Hence, it is time for technology decision-makers to have a seat in business strategy discussions so that technology can be incorporated from day one. Business leaders need to be able to envision the success they want to achieve, and then consider the tech infrastructure that must be implemented to allow the execution of these scalable strategies. This can only be accomplished through open and consistent dialogue with the organisation’s tech leaders, which ensures that the technology is capable of enabling – or even improving – the company’s desired growth plan.
By having the CTOs and other tech leaders in the discussion room, business leaders can overcome knowledge gaps around technology and resolve concerns over cost-efficiency. Technology leaders will be able to ask the right questions and answer difficult questions such as the type of tech required to achieve certain business goals or enable certain transformations, as well as how they can cater for different business needs. This will help business leaders focus on the right challenges and allocate the right budgets to ensure that the company has a sustainable, long-term digital transformation plan that can foster lasting success.
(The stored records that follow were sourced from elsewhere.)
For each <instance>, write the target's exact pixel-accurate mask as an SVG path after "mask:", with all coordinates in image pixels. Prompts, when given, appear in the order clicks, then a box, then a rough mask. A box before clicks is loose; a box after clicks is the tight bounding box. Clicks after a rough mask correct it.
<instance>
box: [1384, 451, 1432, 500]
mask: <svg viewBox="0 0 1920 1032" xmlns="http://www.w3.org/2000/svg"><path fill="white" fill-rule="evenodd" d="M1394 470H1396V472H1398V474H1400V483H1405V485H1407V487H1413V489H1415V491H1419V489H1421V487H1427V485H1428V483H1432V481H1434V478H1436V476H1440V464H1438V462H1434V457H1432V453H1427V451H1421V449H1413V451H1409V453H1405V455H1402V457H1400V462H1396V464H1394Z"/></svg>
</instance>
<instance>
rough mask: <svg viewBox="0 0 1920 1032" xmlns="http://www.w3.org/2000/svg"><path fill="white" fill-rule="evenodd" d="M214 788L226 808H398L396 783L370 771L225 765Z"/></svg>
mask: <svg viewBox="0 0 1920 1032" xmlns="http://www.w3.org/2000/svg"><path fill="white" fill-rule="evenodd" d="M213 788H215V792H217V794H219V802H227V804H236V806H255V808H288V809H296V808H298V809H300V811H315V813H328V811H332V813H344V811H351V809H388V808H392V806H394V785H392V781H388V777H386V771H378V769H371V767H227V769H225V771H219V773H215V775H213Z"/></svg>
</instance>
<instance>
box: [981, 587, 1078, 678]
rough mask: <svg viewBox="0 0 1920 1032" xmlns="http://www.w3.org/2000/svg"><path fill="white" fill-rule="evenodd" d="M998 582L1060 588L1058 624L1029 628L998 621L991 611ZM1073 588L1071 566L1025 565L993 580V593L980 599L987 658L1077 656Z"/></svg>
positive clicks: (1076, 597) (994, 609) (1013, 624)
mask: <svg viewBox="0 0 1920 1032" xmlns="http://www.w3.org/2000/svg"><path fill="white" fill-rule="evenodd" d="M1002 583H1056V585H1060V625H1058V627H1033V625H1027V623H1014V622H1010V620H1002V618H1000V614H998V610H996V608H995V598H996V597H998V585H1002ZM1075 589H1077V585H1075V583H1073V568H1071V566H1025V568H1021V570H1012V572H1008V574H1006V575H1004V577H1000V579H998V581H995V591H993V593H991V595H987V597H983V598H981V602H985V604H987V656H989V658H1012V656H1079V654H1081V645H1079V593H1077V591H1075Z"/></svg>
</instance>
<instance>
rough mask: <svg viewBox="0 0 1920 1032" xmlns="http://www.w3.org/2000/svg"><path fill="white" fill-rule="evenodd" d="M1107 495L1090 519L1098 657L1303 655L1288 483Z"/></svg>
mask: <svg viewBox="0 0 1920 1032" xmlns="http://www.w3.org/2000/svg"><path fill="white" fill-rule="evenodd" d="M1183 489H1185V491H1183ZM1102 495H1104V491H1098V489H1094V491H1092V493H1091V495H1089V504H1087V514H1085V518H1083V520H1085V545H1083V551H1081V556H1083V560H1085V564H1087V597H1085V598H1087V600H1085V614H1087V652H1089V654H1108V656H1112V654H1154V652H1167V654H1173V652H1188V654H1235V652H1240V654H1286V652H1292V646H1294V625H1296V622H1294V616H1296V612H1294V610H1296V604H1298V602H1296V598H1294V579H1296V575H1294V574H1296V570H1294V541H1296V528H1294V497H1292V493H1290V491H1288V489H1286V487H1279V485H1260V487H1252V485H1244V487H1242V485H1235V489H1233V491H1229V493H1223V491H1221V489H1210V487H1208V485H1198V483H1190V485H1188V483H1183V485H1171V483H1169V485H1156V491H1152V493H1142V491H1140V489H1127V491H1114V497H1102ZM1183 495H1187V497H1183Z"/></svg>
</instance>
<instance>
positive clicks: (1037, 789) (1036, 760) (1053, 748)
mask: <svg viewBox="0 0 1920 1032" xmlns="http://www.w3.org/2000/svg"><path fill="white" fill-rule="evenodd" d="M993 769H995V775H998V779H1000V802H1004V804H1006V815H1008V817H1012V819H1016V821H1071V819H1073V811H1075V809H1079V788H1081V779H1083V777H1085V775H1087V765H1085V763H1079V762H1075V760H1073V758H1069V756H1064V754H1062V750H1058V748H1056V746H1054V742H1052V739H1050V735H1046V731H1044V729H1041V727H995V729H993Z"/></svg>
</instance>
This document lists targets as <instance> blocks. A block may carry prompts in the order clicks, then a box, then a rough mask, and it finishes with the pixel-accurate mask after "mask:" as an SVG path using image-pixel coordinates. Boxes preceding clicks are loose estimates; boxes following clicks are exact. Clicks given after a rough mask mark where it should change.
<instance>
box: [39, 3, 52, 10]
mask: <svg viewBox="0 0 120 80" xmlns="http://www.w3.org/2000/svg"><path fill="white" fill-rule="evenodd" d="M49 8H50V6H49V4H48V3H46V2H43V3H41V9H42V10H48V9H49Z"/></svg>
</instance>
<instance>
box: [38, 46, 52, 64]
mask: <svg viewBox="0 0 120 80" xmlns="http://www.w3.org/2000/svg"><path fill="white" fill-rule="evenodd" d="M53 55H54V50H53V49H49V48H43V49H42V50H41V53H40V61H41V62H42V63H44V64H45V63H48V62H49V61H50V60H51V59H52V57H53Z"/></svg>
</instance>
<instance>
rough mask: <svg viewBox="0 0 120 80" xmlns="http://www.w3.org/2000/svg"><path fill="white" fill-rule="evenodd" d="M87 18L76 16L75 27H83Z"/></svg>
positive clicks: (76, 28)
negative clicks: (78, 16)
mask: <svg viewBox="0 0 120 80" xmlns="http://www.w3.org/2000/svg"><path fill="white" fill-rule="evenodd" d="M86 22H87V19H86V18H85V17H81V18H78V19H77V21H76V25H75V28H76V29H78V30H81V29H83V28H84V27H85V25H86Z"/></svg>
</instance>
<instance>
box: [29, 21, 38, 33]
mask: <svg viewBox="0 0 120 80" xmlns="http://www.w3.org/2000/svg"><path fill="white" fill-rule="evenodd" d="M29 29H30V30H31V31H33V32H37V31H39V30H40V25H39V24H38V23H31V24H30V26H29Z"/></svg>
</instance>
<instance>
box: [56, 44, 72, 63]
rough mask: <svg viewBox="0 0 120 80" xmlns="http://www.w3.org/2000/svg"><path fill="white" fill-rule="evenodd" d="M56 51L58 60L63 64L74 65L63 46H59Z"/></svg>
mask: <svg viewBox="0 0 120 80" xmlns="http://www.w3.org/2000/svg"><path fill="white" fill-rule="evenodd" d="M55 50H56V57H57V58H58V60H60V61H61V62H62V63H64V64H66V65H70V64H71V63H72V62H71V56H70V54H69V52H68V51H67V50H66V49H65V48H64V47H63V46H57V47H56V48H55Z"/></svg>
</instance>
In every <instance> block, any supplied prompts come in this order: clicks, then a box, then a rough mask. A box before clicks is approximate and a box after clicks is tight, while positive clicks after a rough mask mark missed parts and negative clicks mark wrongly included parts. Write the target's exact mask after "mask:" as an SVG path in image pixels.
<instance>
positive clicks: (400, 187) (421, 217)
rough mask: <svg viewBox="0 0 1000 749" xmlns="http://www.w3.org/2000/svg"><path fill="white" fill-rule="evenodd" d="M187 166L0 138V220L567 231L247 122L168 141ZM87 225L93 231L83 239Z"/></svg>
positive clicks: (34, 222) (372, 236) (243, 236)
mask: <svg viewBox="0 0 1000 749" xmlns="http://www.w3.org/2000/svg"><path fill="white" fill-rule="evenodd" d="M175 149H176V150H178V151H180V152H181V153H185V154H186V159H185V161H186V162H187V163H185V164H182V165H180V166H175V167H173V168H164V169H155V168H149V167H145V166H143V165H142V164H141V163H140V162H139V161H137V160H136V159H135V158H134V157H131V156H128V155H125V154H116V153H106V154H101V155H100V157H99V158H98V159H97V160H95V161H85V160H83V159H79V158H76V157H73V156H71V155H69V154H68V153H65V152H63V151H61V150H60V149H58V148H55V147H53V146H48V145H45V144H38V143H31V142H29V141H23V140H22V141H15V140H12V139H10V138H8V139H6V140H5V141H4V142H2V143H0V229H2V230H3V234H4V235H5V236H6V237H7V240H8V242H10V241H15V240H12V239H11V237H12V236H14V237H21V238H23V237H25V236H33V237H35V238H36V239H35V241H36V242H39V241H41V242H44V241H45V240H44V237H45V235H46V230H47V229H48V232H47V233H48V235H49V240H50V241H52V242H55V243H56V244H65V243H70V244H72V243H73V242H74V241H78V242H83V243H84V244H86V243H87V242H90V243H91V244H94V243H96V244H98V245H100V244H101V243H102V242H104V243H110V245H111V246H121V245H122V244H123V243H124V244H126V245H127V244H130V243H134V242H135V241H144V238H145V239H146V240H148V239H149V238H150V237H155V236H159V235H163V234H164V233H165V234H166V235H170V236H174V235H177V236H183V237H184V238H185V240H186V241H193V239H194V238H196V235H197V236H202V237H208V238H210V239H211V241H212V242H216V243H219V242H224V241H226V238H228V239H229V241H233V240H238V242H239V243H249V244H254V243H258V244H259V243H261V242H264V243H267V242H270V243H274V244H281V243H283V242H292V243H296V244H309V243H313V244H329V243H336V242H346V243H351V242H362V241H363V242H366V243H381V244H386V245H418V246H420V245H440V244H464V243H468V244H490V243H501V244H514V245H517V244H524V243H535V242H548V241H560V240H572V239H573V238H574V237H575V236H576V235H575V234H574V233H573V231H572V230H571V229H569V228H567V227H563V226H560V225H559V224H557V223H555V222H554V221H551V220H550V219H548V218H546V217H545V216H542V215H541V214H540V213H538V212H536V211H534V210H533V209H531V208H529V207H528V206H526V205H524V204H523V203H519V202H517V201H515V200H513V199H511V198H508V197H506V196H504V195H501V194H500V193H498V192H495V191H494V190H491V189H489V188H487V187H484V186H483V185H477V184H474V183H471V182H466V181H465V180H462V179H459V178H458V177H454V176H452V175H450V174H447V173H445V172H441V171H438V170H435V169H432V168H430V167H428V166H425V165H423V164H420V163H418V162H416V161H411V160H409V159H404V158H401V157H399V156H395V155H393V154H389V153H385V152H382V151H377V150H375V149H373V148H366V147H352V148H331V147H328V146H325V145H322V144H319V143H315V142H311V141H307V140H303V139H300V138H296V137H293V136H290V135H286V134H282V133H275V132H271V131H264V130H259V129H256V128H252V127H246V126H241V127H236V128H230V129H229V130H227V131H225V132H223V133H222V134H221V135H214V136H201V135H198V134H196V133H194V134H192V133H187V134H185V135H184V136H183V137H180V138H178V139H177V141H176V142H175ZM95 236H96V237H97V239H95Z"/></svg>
Tech-centric instead of tech-driven
Many examples of Malaysian businesses embracing technology are often on a piecemeal basis to meet immediate needs. For example, many businesses are doubling down on their digital marketing efforts to attract more Malaysian consumers, who are spending more time than ever online. Some are implementing better online payment channels such as e-wallets and adopting artificial intelligence in chatbots and recommendations for a better customer experience.
While these are good first steps towards incorporating tech into business strategy, they may cause integration problems if not properly considered. Additionally, businesses often rush to adopt new technologies such as cloud, ERP and CMS systems, but then find difficulty using and operating these systems and processes because employees are not familiar with them – which can then lead to issues around data privacy and cybersecurity.
For that reason, a truly tech-centric business strategy requires a holistic consideration of how technology can empower the business and what is needed to achieve it; they cannot digitalise just for the sake of bandwagoning. Besides the necessary systems and hardware, other factors such as employee digital literacy, system migration, systems synergy/integrations, data storage, hardware maintenance and upgrades must be taken into account. Overall, businesses have to critically analyse their internal tech capabilities and interoperability of existing digital systems to decipher the optimal tech-centred strategy.
Leveraging technology to survive during a digitally thriving future
Overall, technology leaders must emerge from their silos and evolve alongside fellow brand leaders as they play an increasingly vital role in corporate operations. This evolution involves deeper and more frequent interactions with all major departments regarding treating technology as a holistic part of business strategy.
With this integrated teamwork, as well as transformative initiatives like Malaysia's National Fiberisation and Connectivity Plan, local brand leaders have much to gain from accelerated digital connectivity nationwide presenting new opportunities for digital transformation. Choosing to leverage these technologies will prevent brands from becoming obsolete and will ensure that they stay ahead of the curve, no matter the adversity.
Vishal Desai is Country Head, Anchanto Malaysia.